Style Outweighs Substance: Failure Modes of LLM Judges in Alignment Benchmarking

Authors: Benjamin Feuer, Micah Goldblum, Teresa Datta, Sanjana Nambiar, Raz Besaleli, Samuel Dooley, Max Cembalest, John P Dickerson

ICLR 2025 | Venue PDF | Archive PDF | Plain Text | LLM Run Details

Reproducibility Variable Result LLM Response
Research Type Experimental We conduct (to the best of our knowledge) the largest controlled meta-analysis of publicly available post-training methods to date, and show that data scaling in the SFT stage as well as prompt diversity are the most important predictors of improved alignment.
Researcher Affiliation Collaboration Benjamin Feuer 1,2, Micah Goldblum3, Teresa Datta1, Sanjana Nambiar2, Raz Besaleli, Samuel Dooley, Max Cembalest, John P. Dickerson1 1 Arthur AI, 2 NYU, 3 Columbia University
Pseudocode No The paper describes methods and processes in narrative text and bullet points (e.g., 'Implementation Roadmap', 'How it works' sections) and provides prompt templates in an appendix, but does not include a formally structured pseudocode or algorithm block.
Open Source Code Yes Our codebase and complete results can be found at https://github.com/penfever/sos-bench.
Open Datasets Yes SOS-BENCH (Substance Over Style Benchmark) combines 19 existing world knowledge, instruction following, and safety benchmarks for a holistic view of model performance.
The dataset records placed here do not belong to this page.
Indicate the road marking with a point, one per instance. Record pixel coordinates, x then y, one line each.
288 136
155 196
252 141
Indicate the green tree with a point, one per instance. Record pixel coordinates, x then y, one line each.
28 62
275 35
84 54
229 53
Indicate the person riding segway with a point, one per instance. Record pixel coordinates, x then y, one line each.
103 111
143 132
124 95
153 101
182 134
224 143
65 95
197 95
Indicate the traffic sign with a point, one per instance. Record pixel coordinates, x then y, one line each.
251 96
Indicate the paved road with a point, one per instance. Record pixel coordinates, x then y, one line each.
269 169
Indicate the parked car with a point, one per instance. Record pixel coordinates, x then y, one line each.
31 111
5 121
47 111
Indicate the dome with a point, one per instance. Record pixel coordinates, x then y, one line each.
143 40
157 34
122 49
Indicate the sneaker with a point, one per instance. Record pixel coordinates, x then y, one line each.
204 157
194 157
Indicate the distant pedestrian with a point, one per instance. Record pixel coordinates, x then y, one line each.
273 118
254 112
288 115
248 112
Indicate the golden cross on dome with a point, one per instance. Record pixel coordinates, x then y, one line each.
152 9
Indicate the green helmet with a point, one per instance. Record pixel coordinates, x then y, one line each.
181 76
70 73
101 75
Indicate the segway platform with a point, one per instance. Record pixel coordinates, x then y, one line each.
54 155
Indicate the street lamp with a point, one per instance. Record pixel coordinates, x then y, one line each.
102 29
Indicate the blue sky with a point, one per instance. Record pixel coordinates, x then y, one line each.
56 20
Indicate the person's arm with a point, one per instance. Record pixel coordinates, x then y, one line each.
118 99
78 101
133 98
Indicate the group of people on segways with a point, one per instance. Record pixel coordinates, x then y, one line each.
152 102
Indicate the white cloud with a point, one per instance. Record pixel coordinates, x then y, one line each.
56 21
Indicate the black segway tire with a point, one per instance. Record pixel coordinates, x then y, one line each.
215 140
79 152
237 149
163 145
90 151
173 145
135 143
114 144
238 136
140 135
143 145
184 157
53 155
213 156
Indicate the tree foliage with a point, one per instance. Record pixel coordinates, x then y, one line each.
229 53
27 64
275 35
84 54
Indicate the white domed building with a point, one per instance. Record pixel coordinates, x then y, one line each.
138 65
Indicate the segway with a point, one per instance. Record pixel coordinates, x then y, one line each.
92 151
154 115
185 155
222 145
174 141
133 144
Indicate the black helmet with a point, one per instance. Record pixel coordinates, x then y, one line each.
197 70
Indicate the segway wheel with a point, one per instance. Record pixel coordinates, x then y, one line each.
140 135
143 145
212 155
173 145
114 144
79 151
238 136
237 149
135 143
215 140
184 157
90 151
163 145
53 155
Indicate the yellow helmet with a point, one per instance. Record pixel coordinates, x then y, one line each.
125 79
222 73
For the complete list of benchmarks we use, please refer to Table 8.
Dataset Splits No The paper discusses evaluating models against test sets from various benchmarks, such as 'Arena-Hard has a test set of 500 questions' and 'All in all, we test models on 152,380 data points' for SOS-BENCH. However, it does not provide specific train/validation/test splits for the datasets used to train the models in their own experiments, such as those mentioned in Section 6 or Appendix A for fine-tuning LLAMA-3-8B models.
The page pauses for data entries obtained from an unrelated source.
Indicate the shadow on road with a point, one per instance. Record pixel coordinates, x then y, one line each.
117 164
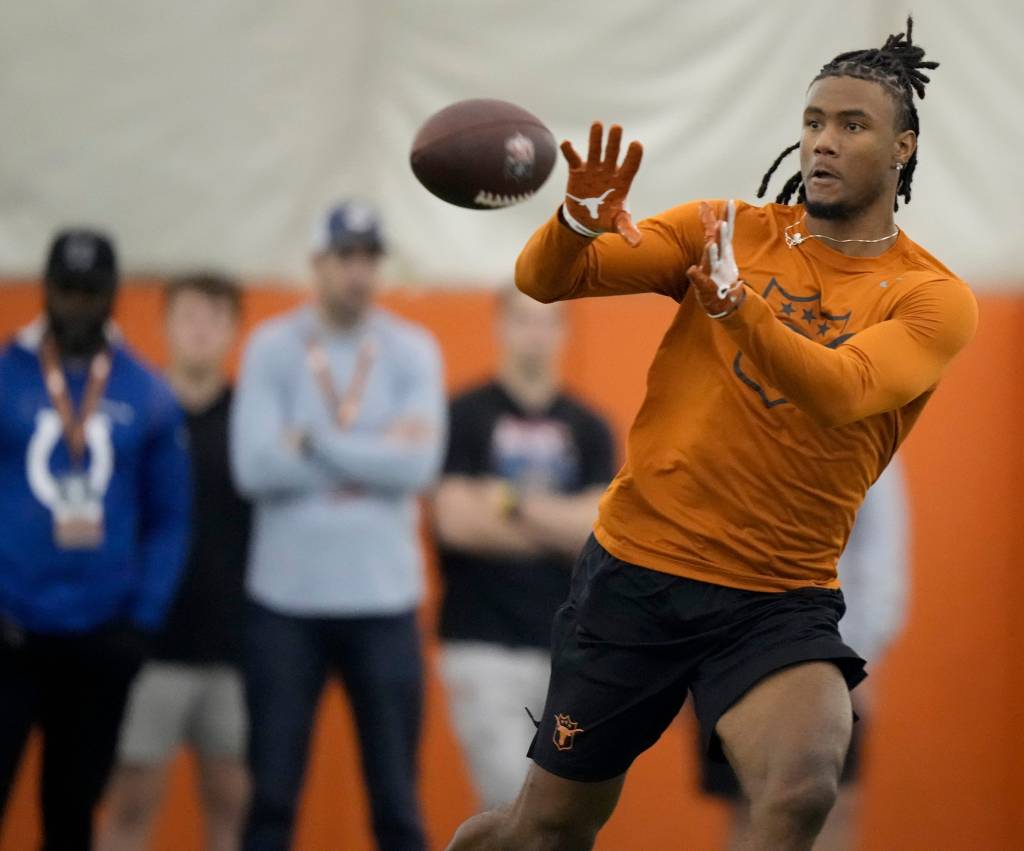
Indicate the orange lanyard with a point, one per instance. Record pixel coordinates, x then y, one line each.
56 386
345 407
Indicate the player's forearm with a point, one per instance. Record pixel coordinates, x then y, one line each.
833 386
553 264
559 522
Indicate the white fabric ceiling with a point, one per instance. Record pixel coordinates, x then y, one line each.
214 133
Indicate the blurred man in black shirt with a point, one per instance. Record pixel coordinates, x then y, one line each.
525 468
190 693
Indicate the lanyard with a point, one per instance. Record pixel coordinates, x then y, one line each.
345 407
56 386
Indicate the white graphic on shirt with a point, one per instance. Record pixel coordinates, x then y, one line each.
48 431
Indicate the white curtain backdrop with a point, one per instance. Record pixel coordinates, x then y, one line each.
215 133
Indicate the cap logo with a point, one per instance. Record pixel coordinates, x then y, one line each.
80 253
358 218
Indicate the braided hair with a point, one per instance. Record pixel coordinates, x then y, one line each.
897 68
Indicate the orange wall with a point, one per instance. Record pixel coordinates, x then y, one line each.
945 763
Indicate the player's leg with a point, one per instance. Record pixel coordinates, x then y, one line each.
488 687
158 706
786 738
285 671
550 813
719 781
840 833
381 664
217 732
610 696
Hardware Specification Yes Compute costs. The compute cost for Figure 3 was 250 A100-hours. Table 4, which required more model training, was 850 A100-hours. Table 5 was 225 A100-hours.
Software Dependencies No The paper mentions software like 'Axolotl' and 'Open AI API', and libraries such as 'spa Cy, pdfminer, Tesseract OCR', but does not provide specific version numbers for any of these components.
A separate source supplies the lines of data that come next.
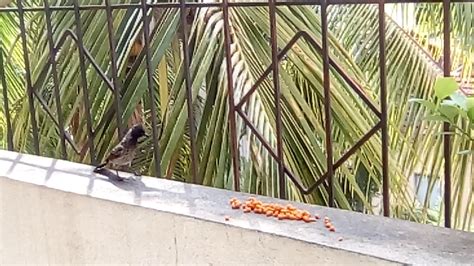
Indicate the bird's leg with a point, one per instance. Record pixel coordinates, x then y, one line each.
118 176
135 172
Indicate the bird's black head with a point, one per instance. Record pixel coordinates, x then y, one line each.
137 131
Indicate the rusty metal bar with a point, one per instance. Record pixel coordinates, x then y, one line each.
327 102
384 107
54 72
87 55
303 34
189 90
113 68
276 85
231 4
150 82
5 101
84 85
344 157
234 148
29 86
446 127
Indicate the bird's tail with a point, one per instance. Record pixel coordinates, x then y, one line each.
100 166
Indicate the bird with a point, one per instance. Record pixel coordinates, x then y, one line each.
124 152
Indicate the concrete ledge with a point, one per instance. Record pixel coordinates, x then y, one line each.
55 211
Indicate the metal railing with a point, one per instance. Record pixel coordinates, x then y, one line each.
235 107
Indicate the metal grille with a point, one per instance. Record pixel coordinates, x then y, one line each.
234 106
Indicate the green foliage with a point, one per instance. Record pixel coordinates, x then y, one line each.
358 181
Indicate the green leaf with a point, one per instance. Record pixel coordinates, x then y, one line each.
469 102
449 111
438 118
465 152
445 86
428 104
470 114
458 98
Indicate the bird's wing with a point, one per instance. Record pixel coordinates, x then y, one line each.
116 152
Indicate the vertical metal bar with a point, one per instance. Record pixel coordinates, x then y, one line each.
29 86
446 127
52 61
384 113
276 85
148 56
230 89
5 101
85 89
327 102
189 91
113 66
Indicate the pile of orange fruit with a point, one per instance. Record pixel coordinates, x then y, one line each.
288 212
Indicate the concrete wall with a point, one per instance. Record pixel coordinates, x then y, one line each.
53 211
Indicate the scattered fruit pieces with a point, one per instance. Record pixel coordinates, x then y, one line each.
281 212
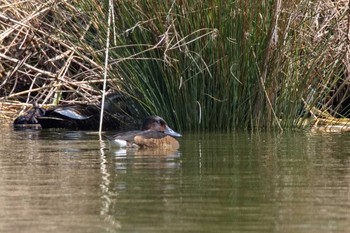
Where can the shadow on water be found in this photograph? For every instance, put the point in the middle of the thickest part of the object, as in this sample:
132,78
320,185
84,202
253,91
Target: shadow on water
239,182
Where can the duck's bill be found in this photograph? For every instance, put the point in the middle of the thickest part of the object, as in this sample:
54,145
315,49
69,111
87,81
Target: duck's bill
171,132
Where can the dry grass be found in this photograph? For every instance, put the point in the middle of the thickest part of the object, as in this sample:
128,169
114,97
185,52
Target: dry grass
47,56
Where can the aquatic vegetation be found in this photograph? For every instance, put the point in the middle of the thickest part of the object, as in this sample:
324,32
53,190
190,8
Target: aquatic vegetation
208,65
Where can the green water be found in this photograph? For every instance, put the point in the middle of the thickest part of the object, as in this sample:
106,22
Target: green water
65,181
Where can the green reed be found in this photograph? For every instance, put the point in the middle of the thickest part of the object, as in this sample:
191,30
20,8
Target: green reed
212,64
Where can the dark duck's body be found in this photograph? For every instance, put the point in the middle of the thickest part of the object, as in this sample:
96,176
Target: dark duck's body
155,133
117,115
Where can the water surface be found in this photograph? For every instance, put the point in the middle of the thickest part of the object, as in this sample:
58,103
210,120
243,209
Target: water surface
69,181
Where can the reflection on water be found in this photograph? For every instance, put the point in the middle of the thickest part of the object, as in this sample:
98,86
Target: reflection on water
241,182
Experiment Setup Yes Our Llama3-8B models were fine-tuned for 10000 steps or 2 epochs (whichever came first), at a learning rate of 2e-5. Our Mistral-7B models were finetuned for 3 epochs at a learning rate of 5e-6. All models were trained at sequence lengths of 8192, with an Adam W optimizer, and a cosine LR scheduler. We utilized gradient checkpointing, flash attention and sample packing.